Writing to HBase Using Scalding

Scalding makes it easy to load and process data into Hadoop via MapReduce. HBase is a low latency read/write database on top of Hadoop. In terms of Scalding, it's just another location to read or write data. The Spyglass project makes it very easy to sink data to HBase in a Scalding job.

This post details my experience with writing output to an HBase table. It utilizes the word count program on the Scalding Getting Started page. For the code, the only difference is the last line that writes out the results. Even though the code differences are minor, there area few other issues I had to work through regarding HBase and Spyglass versions.

The entire project can be found on GitHub, but I will also go through a few of the details here.

Scalding Source

package com.aca

import com.twitter.scalding._
import cascading.tuple.Fields
import parallelai.spyglass.hbase._

class Job1 (args: Args) extends Job(args) {
	val pipe = TextLine( args("input") )
    	.flatMap('line -> 'word) { line : String =>
        line.toLowerCase.split("\\s+")
    }
    .groupBy('word) { _.size }

    val pipe2 = new HBasePipeWrapper(pipe).toBytesWritable(new Fields("word"), new Fields("size"))
    .write(new HBaseSource("TEST", "myserver.mycompany.com", 'word, List("CF"), List(new Fields("size")) ) )
}

The code is identical to the sample WordCount program until the final two lines.
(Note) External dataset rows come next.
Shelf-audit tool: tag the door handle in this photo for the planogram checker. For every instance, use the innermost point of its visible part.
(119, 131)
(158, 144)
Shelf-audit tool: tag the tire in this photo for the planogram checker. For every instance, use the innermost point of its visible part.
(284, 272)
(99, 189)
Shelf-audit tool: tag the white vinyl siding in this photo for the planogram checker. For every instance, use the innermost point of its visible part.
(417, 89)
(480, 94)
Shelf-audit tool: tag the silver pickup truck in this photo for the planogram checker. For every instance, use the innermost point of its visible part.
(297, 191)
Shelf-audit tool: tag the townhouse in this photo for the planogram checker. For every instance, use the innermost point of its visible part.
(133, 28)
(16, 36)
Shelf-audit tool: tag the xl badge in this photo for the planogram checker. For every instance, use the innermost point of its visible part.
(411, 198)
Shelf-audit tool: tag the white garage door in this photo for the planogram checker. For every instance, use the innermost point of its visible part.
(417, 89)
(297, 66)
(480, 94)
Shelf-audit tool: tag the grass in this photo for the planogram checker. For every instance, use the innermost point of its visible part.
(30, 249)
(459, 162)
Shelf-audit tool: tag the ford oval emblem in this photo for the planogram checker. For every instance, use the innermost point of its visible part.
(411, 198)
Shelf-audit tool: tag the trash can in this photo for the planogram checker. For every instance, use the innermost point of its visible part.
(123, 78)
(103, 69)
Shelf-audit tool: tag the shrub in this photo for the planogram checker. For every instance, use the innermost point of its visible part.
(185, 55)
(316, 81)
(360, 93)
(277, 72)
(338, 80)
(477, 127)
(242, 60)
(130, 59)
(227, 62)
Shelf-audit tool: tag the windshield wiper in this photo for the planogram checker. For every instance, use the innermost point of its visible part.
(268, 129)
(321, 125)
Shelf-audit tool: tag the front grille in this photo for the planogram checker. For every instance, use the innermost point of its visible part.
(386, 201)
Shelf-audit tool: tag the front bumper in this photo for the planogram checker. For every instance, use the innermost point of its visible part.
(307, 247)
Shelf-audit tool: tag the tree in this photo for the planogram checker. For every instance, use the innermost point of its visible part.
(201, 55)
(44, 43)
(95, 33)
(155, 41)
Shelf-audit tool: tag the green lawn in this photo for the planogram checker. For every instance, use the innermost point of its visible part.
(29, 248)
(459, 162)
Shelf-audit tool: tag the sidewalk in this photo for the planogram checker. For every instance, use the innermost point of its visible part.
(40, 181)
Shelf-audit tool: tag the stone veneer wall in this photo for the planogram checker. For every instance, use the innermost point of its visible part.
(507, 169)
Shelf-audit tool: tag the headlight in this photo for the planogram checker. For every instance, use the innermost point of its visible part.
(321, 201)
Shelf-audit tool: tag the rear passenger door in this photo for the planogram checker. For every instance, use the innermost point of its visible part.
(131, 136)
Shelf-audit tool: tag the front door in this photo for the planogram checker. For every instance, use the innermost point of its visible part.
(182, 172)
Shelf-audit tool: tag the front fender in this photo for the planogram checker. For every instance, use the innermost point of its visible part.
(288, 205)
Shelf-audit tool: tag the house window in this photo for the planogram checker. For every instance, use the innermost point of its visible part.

In those lines, the tuples are converted to bytes and then the pipe is written out to the TEST table in HBase.

Issues Encountered

With any Hadoop related code, issues should be expected. Not because Hadoop is bad, but simply because the ecosystem changes so quickly and examples become outdated or examples don't show a full running program. 

1) HBase version differences

The version of Spyglass I started with was built against HBase 0.94.x and I was using 0.98.x. When trying to use the 0.94 version of Spyglass, several ProtoBuf errors are thrown when running the Scalding job. Generally, if you get a ProtoBuf error with HBase, you know it's a version error.

After some digging on conjars, I found version 2.10_0.10_CDH5_4.4 that was using version 0.98.x of HBase.  Switching my pom.xml to use this version of Spyglass solved the ProtoBuf errors.

2) HBase likes bytes

It took me a while to figure out the HBasePipeWrapper line. The Spyglass examples in the github documentation did not show the conversion to bytes because the sample program was already reading from HBase which would cause the tuples to be byte based.

The errors I received gave me an indication that I needed to convert the 'word and 'size values to bytes. After some digging, I found the HBaseConversions class in the Spyglass project and was able to add the "val pipe2" line to convert the tuples to bytes.

Running the job

In order to run the Scalding job, the hbase-protocol JAR file must be placed on the classpath when the job is run.  Without this, an IllegalAccessError for ZeroCopyLiteralByteString is thrown.  

java.lang.IllegalAccessError: class com.google.protobuf.ZeroCopyLiteralByteString cannot access its superclass com.google.protobuf.LiteralByteString

See Jira HBASE-10304 for the full details and the posted workaround of setting the classpath as part of submitting the job. With the classpath set, the job is ready to run against the cluster and access an input file on HDFS.

The hbase-protocal-0.98.1 jar can be obtained from the Maven Repository or from your HBase cluster. With it on your local machine, it can be referenced when running the Scalding job as shown below:

HADOOP_CLASSPATH=/home/andy/dev/hbase-protocol-0.98.1-hadoop2.jar hadoop jar 
target/scalding-hbase-examples-0-jar-with-dependencies.jar com.twitter.scalding.Tool 
com.aca.Job1 --hdfs --input /tmp/aca/input/input.txt

Sure, there were a few issues, but nothing that a little research and trial and error couldn't fix. With Scalding as a framework, it's possible to write data to HDFS, Hive, HBase, JDBC targets, and more. It's nice to have a single framework that can access and process data from the variety of components that make up a Hadoop ecosystem.